Any sincere and meaningful concern in this area would be always infructuous unless it includes massive public education incorporating everyone who is likely to deal with these unfortunate sufferers, particularly so the legal profession at both the attorney and judicial levels. It would not be inappropriate to point out that while many senior judges have taken a very enlightened view, many judgments prima facie display total unfamiliarity with the needs of this population. The Mental Health Act in India came into effect in 1912 and has undergone several modifications. But the spirit of that statute was never enacted in earnest which has led to a great deal of tribulation that can be ameliorated by effective public education.

And it also must be pointed out that while Ayurveda provides the best description of mental illnesses, there is no credible medical research in progress to determine if ayurvedic approach can bring about some relief.
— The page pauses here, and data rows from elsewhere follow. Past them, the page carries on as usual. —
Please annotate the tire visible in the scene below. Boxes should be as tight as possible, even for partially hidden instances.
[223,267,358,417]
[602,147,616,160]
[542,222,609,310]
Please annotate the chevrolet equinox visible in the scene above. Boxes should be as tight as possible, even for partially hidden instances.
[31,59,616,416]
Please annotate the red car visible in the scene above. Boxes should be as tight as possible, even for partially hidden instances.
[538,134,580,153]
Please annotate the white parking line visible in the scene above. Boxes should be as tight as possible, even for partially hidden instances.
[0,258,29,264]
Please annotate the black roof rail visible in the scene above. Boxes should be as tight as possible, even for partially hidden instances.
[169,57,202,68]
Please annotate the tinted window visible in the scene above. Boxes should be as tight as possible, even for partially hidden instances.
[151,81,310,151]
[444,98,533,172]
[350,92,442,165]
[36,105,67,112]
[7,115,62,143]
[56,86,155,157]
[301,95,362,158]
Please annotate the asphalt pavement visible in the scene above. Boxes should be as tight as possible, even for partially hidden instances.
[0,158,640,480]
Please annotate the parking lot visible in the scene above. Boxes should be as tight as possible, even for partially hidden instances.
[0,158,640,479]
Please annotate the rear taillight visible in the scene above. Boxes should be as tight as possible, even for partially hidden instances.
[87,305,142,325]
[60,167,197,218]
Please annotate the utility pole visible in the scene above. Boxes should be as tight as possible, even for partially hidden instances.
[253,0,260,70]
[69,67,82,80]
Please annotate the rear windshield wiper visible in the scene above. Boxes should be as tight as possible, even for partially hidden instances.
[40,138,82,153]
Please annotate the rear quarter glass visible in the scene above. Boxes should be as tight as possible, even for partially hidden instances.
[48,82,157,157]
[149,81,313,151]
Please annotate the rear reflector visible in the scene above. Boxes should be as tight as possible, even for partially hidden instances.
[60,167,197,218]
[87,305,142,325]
If the Government decides to address these issues in conjunction with the shortage of psychiatrists, we may be able to make a meaningful progress. The measure of a society’s civilizational quotient is the treatment it extends to its most vulnerable section – the mentally ill. The country still has a long road to travel. For starters, the Government can ratify the United Nations Resolution on the human rights of the mentally ill. Regretfully, India has not yet ratified it although more than 30 countries have. This ratification would enable the human rights advocate to challenge the injustices that are being meted out to our most vulnerable brethren. That surely should be the foremost priority of any caring dispensation. There is need of appointing a legally as well as psychiatrically qualified young Mental Health Ombudsman to monitor human rights abuses of the mentally ill in India.[4]

References:

1. United Nations General Assembly. Mental Health and Human Rights. [Cited 2021 October 17]. Available from: https://undocs.org/A/HRC/36/L.25

2. COVID-19 Mental Disorders Collaborators. Global prevalence and burden of depressive and anxiety disorders in 204 countries and territories in 2020 due to the COVID-19 pandemic. Lancet. 2021 Oct; 8:S0140-6736(21)02143-7.

3. Prasad AJ. Need to brace ourselves for major mental health issues post COVID-19 pandemic. The Indian Practitioner. 2020 April; 73(4):53-58.

4. Prasad AJ. Need for a mental health Ombudsman in India. The Indian Practitioner. 2019 September; 72(9):38-39.